Oh, there was one more variation on the theme: “It’s like having a laptop without a laptop,” said Wesley Sutliff, at Media Vision while showing me the action-packed new Taiden 8300 Series Multimedia Congress Terminal. Taiden and Media Vision had to evolve their product to keep up with the needs of the United Nations and other discussion-centric customers. Hence the new capacitive screen on the device alludes to the iPad interface, but also enables seamless document and high-res video sharing. It was actually one of most future-oriented interface-driven devices I saw at the show. Multimedia Congress Terminals offer more than meets the eye, AV friends. Pay attention and “push to talk”.

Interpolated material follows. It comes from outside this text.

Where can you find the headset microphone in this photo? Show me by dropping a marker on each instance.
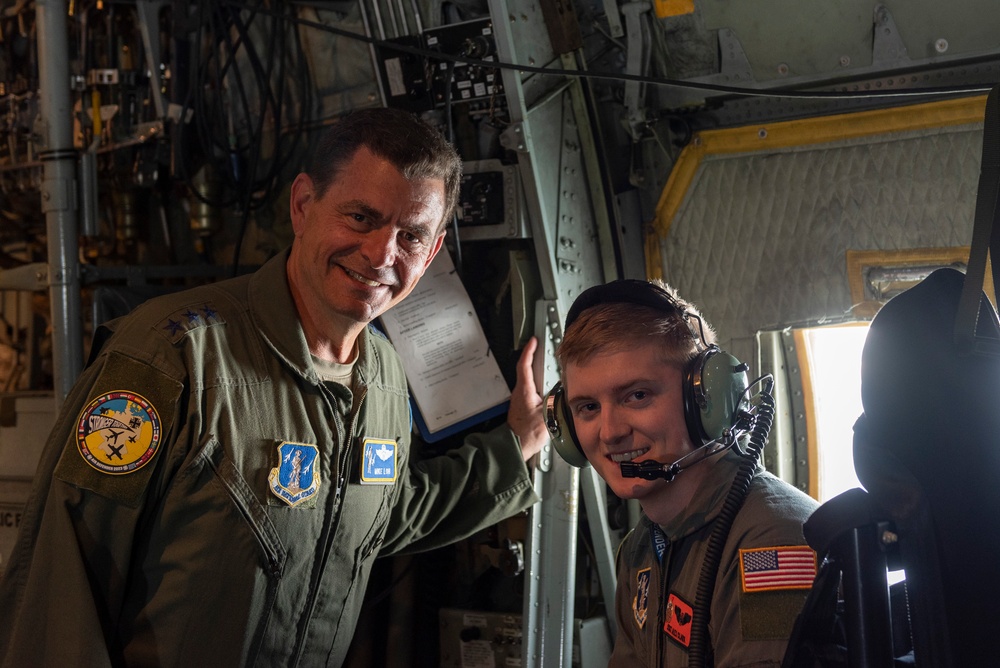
(654, 470)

Sutliff elaborated, BYOD isn’t just troublesome because of network stability and support, it’s also a practice prone to human error. Forget your laptop and the meeting has to be cancelled. And if one of today’s tech-savvy youths gets hold of your device and makes some clever software adjustments or deletes files, you may be bringing your own disaster.

The shiny new concept of huddle rooms (sure wish we had even just one of these spaces in our overcrowded New York office) also saw its fair share of new laptop-free devices at ISE. Vaddio’s Huddle Station was built so that “everything you can do with a laptop can be done in the meeting room,” according to Vaddio’s Hailey Klein. “It’s all about your software and your apps and what you want to do.” Similarly, the Vaddio Base Station offers another huddle setup without the external speakers.

Based on these trends, business is booming while technology shifts information from the little laptop screen and onto audio, video, and networking gear. You’re going to be at the center of this huddle when AV becomes less an add-on than the even more essential platform that enables communication.

Kirsten Nelson is a freelance content producer who translates the expertise and passion of technologists into the vernacular of an audience curious about their creations. Nelson has written about audio and video technology in all its permutations for almost 20 years; she was the editor of SCN for 17 years. Her experience in the commercial AV and acoustics design and integration market has also led her to develop presentation programs and events for AVIXA and SCN, deliver keynote speeches, and moderate and participate in panel discussions. In addition to technology, she also writes about motorcycles—she is a MotoGP super fan.